"This makes our way clear algates," said Cerdic. "Sith Kenulph rides to castle hall, we must be bold. It will take while a man might tell hundreds for them to take the news. He will hold all the castle in thrall. They will be forslackt for half-an-hour. He is there by now, all clad with loam and full of his news. Come out into the village and go down to river bank. We go to clear the brook mouth. It's all mucky and begins to kill the fish. Remember, that is what we go to do."
"I obey your heasts, Sir Cerdic," Hyla answered him with a smile. "Come, come upon the way. I think it matters not much one way or the other, but we may win our sanctuary by hardiment. Algates, we are ywrocken."[3]
[3] Revenged.
"Yes, that are we, and revenge is sweet. No more will he ill-use our girls, or burn us on the green. Surely he has a deep debt to pay."
While they had been speaking they had been gathering great armfuls of fallen twigs and branches, and soon they went slowly down the ride with these. The frowning gates of the castle came into their view, but Kenulph had already entered them, and the very guards had left the gates.
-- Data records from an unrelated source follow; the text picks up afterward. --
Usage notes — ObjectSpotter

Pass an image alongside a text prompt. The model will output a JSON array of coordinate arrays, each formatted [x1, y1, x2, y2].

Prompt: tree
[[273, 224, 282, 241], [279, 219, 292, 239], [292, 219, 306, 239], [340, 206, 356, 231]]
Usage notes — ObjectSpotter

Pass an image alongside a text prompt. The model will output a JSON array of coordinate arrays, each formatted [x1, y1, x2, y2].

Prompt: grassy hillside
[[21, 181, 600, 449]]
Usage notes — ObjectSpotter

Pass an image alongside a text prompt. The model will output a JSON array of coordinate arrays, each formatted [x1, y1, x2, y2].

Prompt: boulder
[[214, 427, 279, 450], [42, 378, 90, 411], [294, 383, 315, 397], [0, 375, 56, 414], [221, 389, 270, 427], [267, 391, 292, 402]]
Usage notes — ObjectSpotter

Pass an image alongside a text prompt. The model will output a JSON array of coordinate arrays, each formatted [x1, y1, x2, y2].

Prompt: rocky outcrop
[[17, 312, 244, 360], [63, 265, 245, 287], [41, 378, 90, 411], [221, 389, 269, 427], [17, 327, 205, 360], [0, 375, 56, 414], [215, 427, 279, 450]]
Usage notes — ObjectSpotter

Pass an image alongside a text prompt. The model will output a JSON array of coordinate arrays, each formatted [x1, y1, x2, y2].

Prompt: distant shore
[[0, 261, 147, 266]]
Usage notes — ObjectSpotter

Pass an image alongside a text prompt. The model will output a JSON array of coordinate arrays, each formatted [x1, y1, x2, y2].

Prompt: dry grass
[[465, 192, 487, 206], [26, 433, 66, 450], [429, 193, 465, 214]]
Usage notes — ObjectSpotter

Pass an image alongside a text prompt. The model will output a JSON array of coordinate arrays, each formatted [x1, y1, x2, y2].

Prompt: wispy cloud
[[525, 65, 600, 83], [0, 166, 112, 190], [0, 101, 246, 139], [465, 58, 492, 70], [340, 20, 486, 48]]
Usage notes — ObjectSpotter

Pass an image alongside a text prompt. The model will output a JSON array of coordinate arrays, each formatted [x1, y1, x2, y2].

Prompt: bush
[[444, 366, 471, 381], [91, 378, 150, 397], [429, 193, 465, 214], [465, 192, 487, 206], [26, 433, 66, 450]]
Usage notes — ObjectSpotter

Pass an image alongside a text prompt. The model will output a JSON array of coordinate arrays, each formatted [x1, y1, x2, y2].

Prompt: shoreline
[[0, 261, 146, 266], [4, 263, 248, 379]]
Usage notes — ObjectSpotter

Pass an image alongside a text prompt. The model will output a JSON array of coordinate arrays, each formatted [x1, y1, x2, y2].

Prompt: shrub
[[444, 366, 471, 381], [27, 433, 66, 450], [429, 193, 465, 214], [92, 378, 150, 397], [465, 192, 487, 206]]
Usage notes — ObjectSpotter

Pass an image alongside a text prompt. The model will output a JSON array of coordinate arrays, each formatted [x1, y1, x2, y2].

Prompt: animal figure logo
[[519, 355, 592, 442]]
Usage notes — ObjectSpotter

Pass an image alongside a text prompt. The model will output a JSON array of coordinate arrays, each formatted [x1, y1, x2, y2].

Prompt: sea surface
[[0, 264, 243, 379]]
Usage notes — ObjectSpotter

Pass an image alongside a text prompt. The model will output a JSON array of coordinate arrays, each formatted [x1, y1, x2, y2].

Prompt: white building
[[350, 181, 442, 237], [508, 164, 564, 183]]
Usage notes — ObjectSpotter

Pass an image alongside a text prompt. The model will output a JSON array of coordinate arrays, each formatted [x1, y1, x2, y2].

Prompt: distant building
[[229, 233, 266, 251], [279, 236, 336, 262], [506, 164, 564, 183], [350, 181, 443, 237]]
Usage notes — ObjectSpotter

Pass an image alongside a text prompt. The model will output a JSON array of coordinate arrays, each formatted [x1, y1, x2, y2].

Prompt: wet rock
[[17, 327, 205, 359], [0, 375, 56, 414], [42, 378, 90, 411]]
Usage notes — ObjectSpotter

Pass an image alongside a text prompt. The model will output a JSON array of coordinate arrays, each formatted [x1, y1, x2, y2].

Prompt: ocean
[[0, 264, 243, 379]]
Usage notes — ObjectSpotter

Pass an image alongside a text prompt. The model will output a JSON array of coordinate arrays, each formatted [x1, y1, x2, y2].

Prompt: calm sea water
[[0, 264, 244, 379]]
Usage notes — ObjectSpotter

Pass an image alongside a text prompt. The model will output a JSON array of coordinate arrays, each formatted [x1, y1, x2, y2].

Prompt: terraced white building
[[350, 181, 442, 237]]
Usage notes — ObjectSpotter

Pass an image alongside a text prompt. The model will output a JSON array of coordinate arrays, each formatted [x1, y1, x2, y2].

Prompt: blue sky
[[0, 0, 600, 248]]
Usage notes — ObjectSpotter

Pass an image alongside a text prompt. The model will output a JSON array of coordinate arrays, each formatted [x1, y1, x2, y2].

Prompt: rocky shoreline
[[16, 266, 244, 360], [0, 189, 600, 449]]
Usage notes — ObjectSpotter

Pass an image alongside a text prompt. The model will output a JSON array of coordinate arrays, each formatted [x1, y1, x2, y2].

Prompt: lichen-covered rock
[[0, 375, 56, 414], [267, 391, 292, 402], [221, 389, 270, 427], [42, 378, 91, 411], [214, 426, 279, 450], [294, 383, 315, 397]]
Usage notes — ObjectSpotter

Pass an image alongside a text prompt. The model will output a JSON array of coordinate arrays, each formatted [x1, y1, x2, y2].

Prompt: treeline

They passed by to the right, and came on to the green. One or two women were busy washing linen at the doors of the houses, but save for them no one was about.
They passed the long walls of the castle, skirting the moat, by which a smooth path ran, till they came to the fields. There they were stopped for a few minutes. One Selred, a serf who tended swine, came out of the field where his charges dwelt. He was a half-witted creature, but little removed from the swine themselves. He carried a spear head, broken off a foot down the shaft, and this had been sharpened on a hone of hard wood for a weapon with which to kill the swine. He pointed to the row of dead animals which lay stark and unclean on one side of the field.
"Nearly fifty," said he, "have I killed this day for siege vittaille, to their very great dreriment. Holy Maid! never did you hear such squealing."
They shook him off after a time, but with difficulty. He was infinitely proud of his achievement. "I do love pig's flesh," he gibbered after them as they fled down the hill.
From the castle there now came the shrill notes of a tucket, and then the castle bell began to toll furiously, and a confused noise of shouting floated down the hill. When they hurried to the landing-stage they found that the boats had been duly scuttled. Here and there a gunwale projected out of the water, and on the stones lay the windac of a cross-bow with which holes had been made in the boats.
Hyla gave a long, low whistle, and waited for Gurth to glide out of the reeds bordering the great fen. There was no reply, and the two fugitives looked at each other in alarm. Then Cerdic whistled rather louder, but still the welcome sight of the boat did not come to them.